No Ulterior Motive?

800px-Dolomites_cablecar_view_2009 I sense a tremor in the Force.

Only have time for a quick post tonight, as I just got back from calling at my Friday night square dance club, Alpine Squares.

So here we go: Today I ran across a story that intrigued me–about the Alps (pictured) . . . and Pope Benedict.

Every year, you see, Pope Benedict takes a summer break and up to now he has spent the first two weeks of it in the Alps (something that John Paul II also did).

Then he goes to Castel Gandolfo for further rest and study.

But this year he has cancelled the alpine part of his break (notice the alpine theme here? Alpine Squares? Alpine part of his vacation? Get it?) and will be going directly to Castel Gandolfo.

So Catholic News Agency reports:

The announcement conveyed the Holy Father’s appreciation for various invitations that have been offered to him to escape to “alpine locations” this year and his gratitude to the bishops who have extended them.

For this year, the Vatican statement says, the Pope “prefers to begin right away the summer period of rest and study without the commitment of ‘ulterior’ transfers.”

So the Holy Father this year is isn’t wanting to entangle himself with “ulterior” [Latin, further, more remote] transfers, but does he have an ulterior [Latin, further, more remote] motive?

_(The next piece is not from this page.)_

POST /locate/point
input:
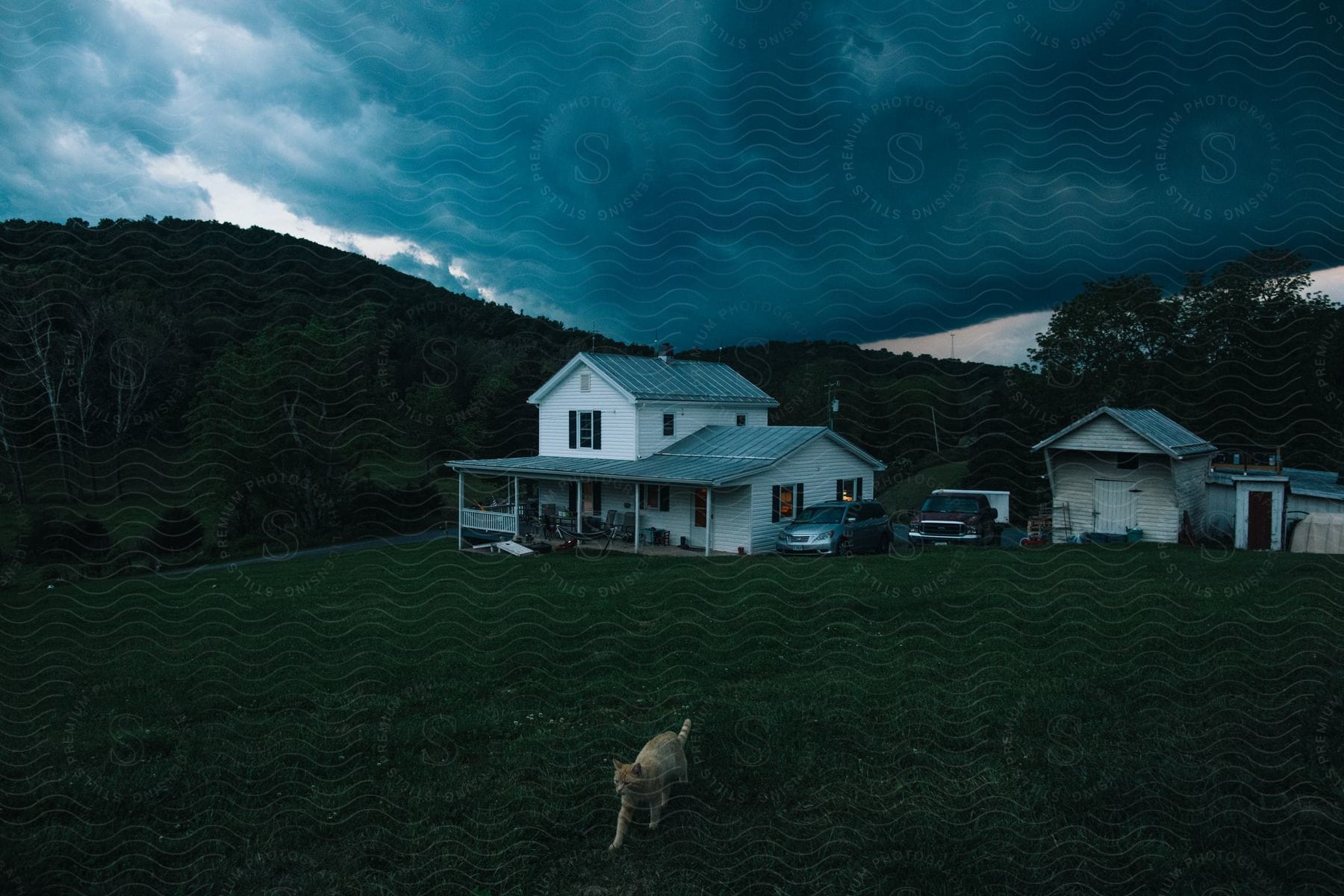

That’s where I sense the tremor in the Force.

You see, the pope often uses his summer break to play the piano, read, and–most importantly–write.

That’s when he’s been working on encyclicals, his book on Jesus (which is now done, the second part to be coming out soon), etc.

So maybe he’s cancelling the alpine part of his break to get straight to writing at Castel Gandolfo.

I wonder what he’ll be writing.

Maybe his obvious next encyclical on the virtue of faith (he having already produced ones on charity and hope)?

Hard to say.

Always in motion, the future is. (Nice Latin word order, there.)

Your thoughts?

Author: Jimmy Akin

Jimmy was born in Texas, grew up nominally Protestant, but at age 20 experienced a profound conversion to Christ. Planning on becoming a Protestant seminary professor, he started an intensive study of the Bible. But the more he immersed himself in Scripture the more he found to support the Catholic faith, and in 1992 he entered the Catholic Church. His conversion story, "A Triumph and a Tragedy," is published in Surprised by Truth. Besides being an author, Jimmy is the Senior Apologist at Catholic Answers, a contributing editor to Catholic Answers Magazine, and a weekly guest on "Catholic Answers Live."

7 thoughts on “No Ulterior Motive?”

  1. I look forward to the pope’s encyclical on faith with great eagerness. There are several questions on the nature of faith I’ve been trying to investigate lately, and Ratzinger/B16’s writings tend to hit the spot.
    By the way, everyone be sure to click on the picture and see the full-size version. It’s gorgeous.

  2. I wish I could actually comprehend Benedict’s encyclicals. I’m no dummy. I had no problem with Love and Responsibility and most of John Paul’s papal works. (Although I can’t read Theology of the Body.) I read the Catechism cover to cover. I have a B.S. and I’ve taken graduate classes at MIT. I can mostly understand Ott. But forget about Benedict.
    Why can’t popes write in a clear, lucid, and perspicacious style? If you want to reach the most people, you need to write with the average person as your audience. Sheesh, he writes like a German college professor. [rim shot]
    Some day I hope to see an encyclical again that doesn’t give me a headache and require me to read each sentence five times to have any inkling of what it means.

  3. Why can’t popes write in a clear, lucid, and perspicacious style?
    For that matter, why couldn’t St. Paul do so? Oh, well. We can’t all be Jimmy Akin.

  4. I find his style very clear. The encyclicals particularly get down to brass tacks very quickly. (In his books, he likes to go over the state of the field or gather facts before starting in.)
    His apparent favorite technique is to point out two or three facts you already know, and then show their synthesis. At that point, he shoots forward into new territory as far as that synthesis takes him, and then he starts presenting facts you already know again.
    It works for me, I gotta say. But like Tolkien’s Lord of the Rings, it’s
    “…just one of those things.
    If you like it, you do.
    If you don’t, you boo.”
    (Except for his academic, technical, philosophical books like Introduction to Christianity. I don’t have the vocabulary or the intellectual groundwork to understand that stuff.)